El comienzo de las sagas radica en la historia. La primera «escuela» literaria de Islandia estaba situada en el sur, en Oddi y Haukadal y con la cual están asociados los nombres gloriosos de Sæmund el Erudito y Ari Thorgilsson. Ésta era una escuela aristocrática, erudita en sus intereses y productora de historias formalistas, genealogías, anales y sumarios de datos biográficos que los autores de sagas usarían más tarde con prodigalidad. En Libellus Islandorum (h. 1122-33) de Ari, el énfasis recae tan acentuadamente sobre la verdad histórica que la simple mención de cualquier hecho en esta obra es, en general, garantía de su veracidad. Recordemos que según Snorri Sturluson, Ari fue el primer autor que escribió obras eruditas en el lenguaje nativo. Pero para la época de Víglundar Saga y compilaciones similares del siglo XVI, el elemento histórico había desaparecido. Entre dichos extremos es posible rastrear el origen y desarrollo de la narrativa islandesa en la erudición histórica, rigurosa y exacta, como en Oddi y Haukadal, o más romántica y legendaria, como en Thingeyrar en el norte, pero que pronto tuvo que inclinarse ante el deseo de entretenimiento a la par que instrucción mostrado por el público, o sea, hacia lo que fuese popular al mismo tiempo que históricamente acreditado. Lento al principio, luego con mayor rapidez, el artista creador gana la partida al historiador, hasta que el talento y la historia se combinan en Egils Saga, 1220-25. Unos cincuenta años más tarde, en Njála, el artista logra sin trabas su máximo triunfo, aunque su narrativa se apoye en el lecho de la antigua erudición histórica. Para la época de la última recensión de Grettis Saga, hacia 1310-20, el autor maneja su material aún con mayor libertad, y el proceso histórico resulta mucho menos discernible bajo el velo de la leyenda y tradición maravillosas; finalmente, en Víglundar Saga la historia ha caído en una absurda pretensión de colorido histórico.

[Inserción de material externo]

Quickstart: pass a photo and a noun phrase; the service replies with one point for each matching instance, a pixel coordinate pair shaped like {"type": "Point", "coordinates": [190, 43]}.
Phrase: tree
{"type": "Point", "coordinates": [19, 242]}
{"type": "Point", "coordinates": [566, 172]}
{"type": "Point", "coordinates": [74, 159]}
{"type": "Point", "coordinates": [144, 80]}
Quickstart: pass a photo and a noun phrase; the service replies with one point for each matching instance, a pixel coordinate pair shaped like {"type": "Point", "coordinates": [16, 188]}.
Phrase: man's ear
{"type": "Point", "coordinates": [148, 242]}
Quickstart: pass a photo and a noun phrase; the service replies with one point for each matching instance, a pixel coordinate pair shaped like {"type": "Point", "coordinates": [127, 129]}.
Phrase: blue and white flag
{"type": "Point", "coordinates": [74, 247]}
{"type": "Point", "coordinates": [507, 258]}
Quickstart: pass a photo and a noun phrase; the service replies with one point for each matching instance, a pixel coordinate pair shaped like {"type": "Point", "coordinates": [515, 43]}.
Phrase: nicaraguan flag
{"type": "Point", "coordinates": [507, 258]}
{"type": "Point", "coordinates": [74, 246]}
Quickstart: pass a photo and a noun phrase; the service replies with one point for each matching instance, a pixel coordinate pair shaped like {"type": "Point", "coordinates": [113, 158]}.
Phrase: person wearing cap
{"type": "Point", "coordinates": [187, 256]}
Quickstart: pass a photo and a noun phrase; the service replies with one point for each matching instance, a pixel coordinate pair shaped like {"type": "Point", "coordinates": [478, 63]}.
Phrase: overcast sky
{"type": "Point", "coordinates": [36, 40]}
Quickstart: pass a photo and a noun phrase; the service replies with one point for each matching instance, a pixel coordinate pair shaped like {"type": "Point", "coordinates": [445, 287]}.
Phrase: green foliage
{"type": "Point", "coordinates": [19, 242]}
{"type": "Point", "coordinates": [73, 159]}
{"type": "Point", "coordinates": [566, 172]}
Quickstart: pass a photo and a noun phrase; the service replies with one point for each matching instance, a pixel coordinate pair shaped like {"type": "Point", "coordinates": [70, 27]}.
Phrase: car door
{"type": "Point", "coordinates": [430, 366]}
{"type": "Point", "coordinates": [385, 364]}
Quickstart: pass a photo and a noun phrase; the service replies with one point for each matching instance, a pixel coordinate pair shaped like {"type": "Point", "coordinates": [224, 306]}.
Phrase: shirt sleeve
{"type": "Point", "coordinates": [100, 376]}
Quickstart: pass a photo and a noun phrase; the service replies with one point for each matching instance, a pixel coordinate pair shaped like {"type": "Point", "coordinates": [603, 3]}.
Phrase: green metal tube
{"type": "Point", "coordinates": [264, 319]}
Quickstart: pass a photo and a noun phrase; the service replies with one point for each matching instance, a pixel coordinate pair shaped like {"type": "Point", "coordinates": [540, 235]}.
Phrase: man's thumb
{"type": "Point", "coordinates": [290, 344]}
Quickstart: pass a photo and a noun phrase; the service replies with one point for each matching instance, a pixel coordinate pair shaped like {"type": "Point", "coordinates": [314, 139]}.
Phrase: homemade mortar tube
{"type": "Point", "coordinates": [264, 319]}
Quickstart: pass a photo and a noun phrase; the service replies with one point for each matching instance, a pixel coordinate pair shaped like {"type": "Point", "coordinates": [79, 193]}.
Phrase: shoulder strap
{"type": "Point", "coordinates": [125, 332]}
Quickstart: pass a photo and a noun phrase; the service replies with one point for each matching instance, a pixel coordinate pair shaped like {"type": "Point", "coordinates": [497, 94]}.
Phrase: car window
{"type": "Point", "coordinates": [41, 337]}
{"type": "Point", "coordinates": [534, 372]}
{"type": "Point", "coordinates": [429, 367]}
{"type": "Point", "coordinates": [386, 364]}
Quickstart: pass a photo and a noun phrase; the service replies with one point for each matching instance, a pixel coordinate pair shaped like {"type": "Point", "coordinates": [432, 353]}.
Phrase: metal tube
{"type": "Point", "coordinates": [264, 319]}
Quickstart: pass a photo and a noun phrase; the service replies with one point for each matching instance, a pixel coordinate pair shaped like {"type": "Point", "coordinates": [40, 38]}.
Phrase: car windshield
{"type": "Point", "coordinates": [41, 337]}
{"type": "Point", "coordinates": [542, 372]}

De todo esto se sigue que en la mayoría de las sagas familiares, aquéllas cuya compilación y redacción se hicieron de un modo serio y responsable, hay una firme base histórica y de conocimiento de la antigüedad. Sin embargo, no olvidemos que nos referimos a la historia tal como la entendía la mente medieval y que los autores de las sagas manejaban acontecimientos que habían sucedido unos doscientos o trescientos años antes. De lo cual se desprende en último término que la historicidad de cada saga debe establecerse: de una manera positiva, comprobándola con toda clase de fuentes de información (si es posible, refrendándola con la arqueología), y de una forma negativa, con la precaución de distinguir entre los elementos razonables e increíbles de la narración. Recordando además que, si bien la ficción o la refundición del material en el crisol de la imaginación creadora era un elemento esencial de todas las sagas familiares, no existiría saga alguna si no fuera por el interés de los autores en la historia y su respeto por el método histórico contemporáneo. Excelentes ejemplos de esto son las sagas de Erik el Rojo y de los groenlandeses. Se apoyan en una buena tradición histórica acerca del descubrimiento y los asentamientos en Groenlandia y el intento de colonización en Norteamérica. A través de los siglos esta tradición ha recogido adiciones y confusiones, pero su validez ha sido siempre discernible. Además, en los últimos dos años, se ha visto confirmada por el descubrimiento, en Qagssiarssuk-Brattahlid, de la antigua iglesia de Thjodhild, hecha de césped, «no demasiado cerca» de la granja de Erik y, también, por el aumento de datos para la evidencia de que la extremidad septentrional de Terranova y el área de Sacred Bay fueron las zonas que los nórdicos habitaron en el antiguo «Promontorium Winlandiæ».